Henry understood that saving faith is personal but never private. He rejected as a false dilemma the idea that Christians must either embrace a gospel that aims to save souls or meet the needs of sinners. Henry had no use for social action that jettisoned the gospel, but neither did he accept an aversion to the “social gospel” as an excuse for indifference. He believed that, too often, his contemporaries, “in revolting against the Social Gospel seemed also to revolt against the Christian social imperative” (22). And in rebuking them for this failure, he pointed back to the Reformation. Citing the Genevan Reformer, Henry noted that “Calvin felt that the Hebrew-Christian tradition historically involved an articulate statement not only of dogmatics but of the social implications of redemption” (39).

Christianity is robust

Henry spoke of these social implications because he embraced a large view of the gospel. In sending Jesus, the Father not only put forward his Son as an agent to rescue sinners but as the one to redeem the creation. Henry’s large view of the gospel could account for the work of God in the world and the place of his people in the sweep of redemptive history. And he worried that in his context many Christians had lost such a view, substituting the robust message of salvation with a more truncated view that jettisoned what some have called the “horizontal” aspects of the gospel. As Henry described it, ““The Christian social imperative is today in the hands of those who understand it in sub-Christian terms” (39).

To remedy this problem, Henry called for a recovery of the Christian worldview. “Historically, Christianity embraced a life view as well as a world view; it was socially as well as philosophically pertinent” (18). What was needed was for believers to see the world through redemptive lenses. No longer could Christians ignore suffering or social ills in the name of addressing “spiritual” poverty or “personal” morality. As he wrote, “There is no room . . . for a gospel that is indifferent to the needs of the total man” (35).

Christians stand against the world for the world

Though Henry opposed any notion that Christians could withdraw from the world or remain indifferent to moral and social issues, he always recognized the distinction between the church and the world. Referencing the famous “two kingdoms” paradigm established by St. Augustine, Henry wrote, “Whereas once the redemptive gospel was a world-changing message, now it was narrowed to a world-resisting message . . . of this sort there could come no contemporary version of Augustine’s The City of God” (19). For the church to be effective, it must always be distinct. But as Henry argued, the church made its stand not merely to oppose the world but in order that it might be saved.

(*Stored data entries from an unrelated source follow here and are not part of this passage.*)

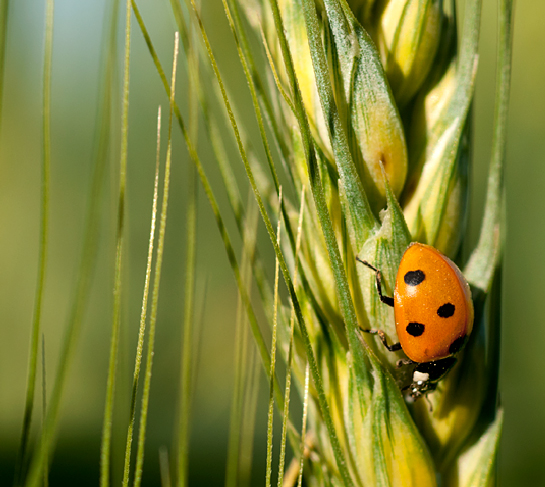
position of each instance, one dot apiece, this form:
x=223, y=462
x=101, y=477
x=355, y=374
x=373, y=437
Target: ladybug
x=433, y=313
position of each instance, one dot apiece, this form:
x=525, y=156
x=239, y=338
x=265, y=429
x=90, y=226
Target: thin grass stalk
x=242, y=356
x=249, y=414
x=44, y=409
x=290, y=349
x=156, y=279
x=191, y=243
x=164, y=468
x=258, y=337
x=88, y=254
x=479, y=274
x=285, y=272
x=253, y=93
x=143, y=314
x=4, y=10
x=44, y=231
x=304, y=427
x=273, y=352
x=116, y=312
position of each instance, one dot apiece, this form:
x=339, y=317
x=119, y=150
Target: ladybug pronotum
x=433, y=313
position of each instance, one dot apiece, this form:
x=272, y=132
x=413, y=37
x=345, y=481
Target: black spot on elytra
x=446, y=310
x=414, y=278
x=415, y=329
x=457, y=344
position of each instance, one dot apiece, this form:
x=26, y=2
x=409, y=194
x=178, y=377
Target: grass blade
x=156, y=280
x=88, y=256
x=116, y=312
x=164, y=467
x=357, y=200
x=215, y=209
x=243, y=362
x=316, y=185
x=304, y=428
x=484, y=260
x=44, y=409
x=273, y=353
x=290, y=349
x=44, y=230
x=4, y=10
x=191, y=242
x=142, y=330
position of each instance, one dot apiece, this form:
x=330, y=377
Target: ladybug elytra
x=433, y=313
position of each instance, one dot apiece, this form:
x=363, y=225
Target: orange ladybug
x=433, y=312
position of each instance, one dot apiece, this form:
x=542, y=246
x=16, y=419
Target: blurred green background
x=75, y=98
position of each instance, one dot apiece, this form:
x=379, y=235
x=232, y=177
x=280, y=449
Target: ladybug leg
x=385, y=299
x=392, y=348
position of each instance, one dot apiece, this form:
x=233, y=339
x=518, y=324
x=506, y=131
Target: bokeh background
x=75, y=98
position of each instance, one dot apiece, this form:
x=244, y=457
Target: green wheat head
x=371, y=109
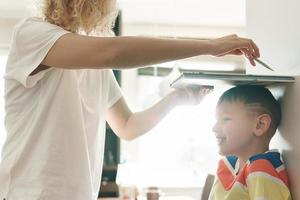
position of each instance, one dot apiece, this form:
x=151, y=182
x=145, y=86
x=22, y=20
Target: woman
x=59, y=91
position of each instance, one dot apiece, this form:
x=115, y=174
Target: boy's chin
x=223, y=152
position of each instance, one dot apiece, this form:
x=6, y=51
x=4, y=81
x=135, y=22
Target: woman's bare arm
x=73, y=51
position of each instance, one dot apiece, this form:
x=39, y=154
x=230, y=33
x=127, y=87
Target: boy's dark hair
x=257, y=95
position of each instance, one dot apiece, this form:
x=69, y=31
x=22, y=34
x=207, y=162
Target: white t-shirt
x=55, y=121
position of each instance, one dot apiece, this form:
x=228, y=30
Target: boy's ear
x=263, y=123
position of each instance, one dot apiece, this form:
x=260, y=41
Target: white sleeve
x=114, y=90
x=31, y=41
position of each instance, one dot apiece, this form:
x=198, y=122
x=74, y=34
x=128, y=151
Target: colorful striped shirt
x=264, y=177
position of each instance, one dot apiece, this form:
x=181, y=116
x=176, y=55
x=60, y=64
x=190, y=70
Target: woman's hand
x=191, y=95
x=234, y=45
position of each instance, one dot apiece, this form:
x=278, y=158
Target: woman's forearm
x=130, y=52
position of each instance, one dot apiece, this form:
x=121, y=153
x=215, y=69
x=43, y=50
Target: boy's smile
x=234, y=128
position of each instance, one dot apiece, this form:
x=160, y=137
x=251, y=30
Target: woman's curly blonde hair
x=80, y=15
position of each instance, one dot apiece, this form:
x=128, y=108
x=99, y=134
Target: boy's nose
x=215, y=128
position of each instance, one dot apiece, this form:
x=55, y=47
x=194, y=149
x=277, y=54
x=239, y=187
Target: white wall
x=274, y=25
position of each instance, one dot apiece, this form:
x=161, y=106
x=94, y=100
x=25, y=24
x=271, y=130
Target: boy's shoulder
x=272, y=158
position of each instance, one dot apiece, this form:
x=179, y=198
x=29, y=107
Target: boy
x=247, y=118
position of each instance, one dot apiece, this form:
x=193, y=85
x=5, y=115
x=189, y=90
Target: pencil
x=263, y=64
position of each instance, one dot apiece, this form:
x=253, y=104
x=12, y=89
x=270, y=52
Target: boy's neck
x=244, y=157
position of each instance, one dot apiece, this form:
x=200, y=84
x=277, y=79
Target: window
x=181, y=150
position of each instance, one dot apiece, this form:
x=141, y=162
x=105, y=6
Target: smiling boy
x=247, y=118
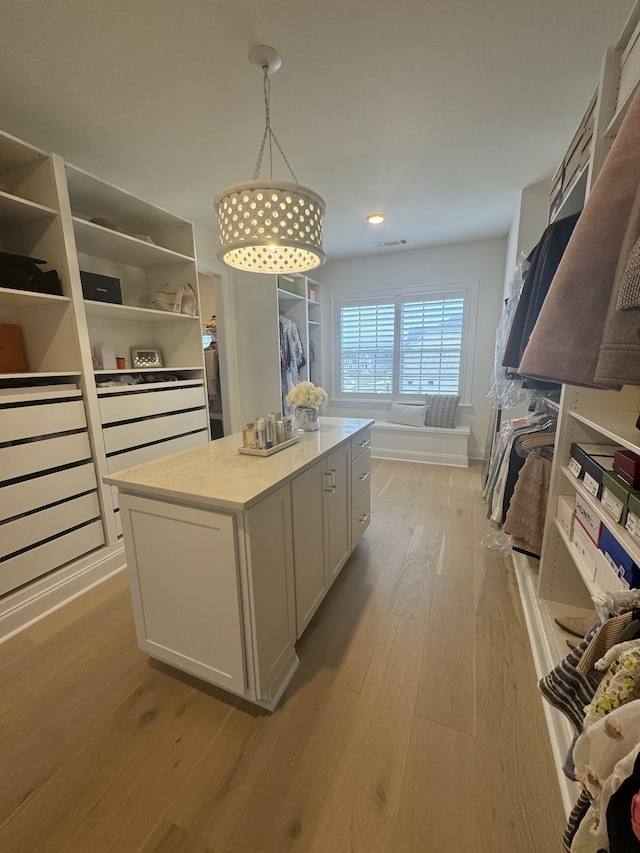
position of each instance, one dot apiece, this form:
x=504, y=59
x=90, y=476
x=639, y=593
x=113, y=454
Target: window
x=405, y=344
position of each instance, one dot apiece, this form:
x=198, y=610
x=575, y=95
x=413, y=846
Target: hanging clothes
x=291, y=359
x=525, y=517
x=575, y=339
x=544, y=261
x=508, y=460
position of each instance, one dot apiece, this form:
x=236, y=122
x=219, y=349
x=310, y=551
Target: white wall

And here we find echoes of the words of Jesus. The people of God are called to be salt and light in the world. But both the salt and light exist for the world. The light shines in the darkness. And the salt is marked out as distinct. As Henry commented, “The ideal Hebrew or Christian society throbbed with challenge to the predominate culture of its generation, condemning with redemptive might the tolerated social evils, for the redemptive message was to light the world and salt the earth” (30).

Henry rejected the idea of escapism. He held that the Christian life was infused with meaning, from here until eternity. Not only that, but he thought a robust and relevant gospel was the only way forward for the church in the 20th century, “If Protestant orthodoxy holds itself aloof from the present world predicament it is doomed to a much reduced role . . . If the evangelical answer is in terms of religious escapism, then the salt has lost its savor” (62). 

Like Athanasius before him, Henry stood against the theological tides of his day and called the church to embrace the fullness of the truth. Because as Henry knew, to do anything less would obscure the gospel and erode the church’s witness. Let us be unafraid to go and do likewise.